Выводков по-кошачьи ткнулся и мягко провёл головой по её шее.
— Вечеряла, Кланя?
Девушка сердито фыркнула и отодвинулась.
— С кем гулял, того и пытай.
Горделивою радостью охватили сердце холопя неприветливые слова.
— Выходит, не любы тебе поздние гулянки мои? — и порывистым движением привлёк её к себе.
— Уйди ты, не займай.
Она зарылась головой в солому и смолкла.
Выводков приложился губами к тёплому плечику. Клаша не двигалась. Раздражение её уже улеглось, сменяясь неожиданно охватывающей всё существо истомною слабостью.
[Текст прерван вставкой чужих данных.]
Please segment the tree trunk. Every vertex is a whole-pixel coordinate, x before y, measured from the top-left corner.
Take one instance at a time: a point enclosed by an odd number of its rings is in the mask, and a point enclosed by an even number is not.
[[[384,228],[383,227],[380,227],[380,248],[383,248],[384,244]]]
— Да не с девками яз гулял, а с иными протчими сдожидался боярской воли в слободу идти за прокормом.
Залихватски присвистнув, он до боли сжал покорно поддающуюся прохладную руку.
— Обойди меня леший в лесу, ежели не сдобуду для сизокрылой моей молочка да и жиру бараньего на похлёбку!
Лицо девушки ожило в мягкой улыбке. Насевшие было сомнения растаяли, как на утреннем солнце туман.
— Ничего мне не надобно… Токмо бы…
Клаша стыдливо примолкла, но тут же закончила торопливо:
— Токмо бы ты в здравии домой обернулся.
Рубленник поцеловал её в щёку и встал.
— Прощай. Не отстать бы от наших.
Он приложил руку к груди и тряхнул головою.
— Ежели б ведомо было тебе, Кланюшка, колико ношу яз в сердце своём к тебе…
И, не договорив, побежал из сарая вдогон толпе, крадущейся в кромешном мраке к слободе.
Холопи остановились у заставы для короткого отдыха.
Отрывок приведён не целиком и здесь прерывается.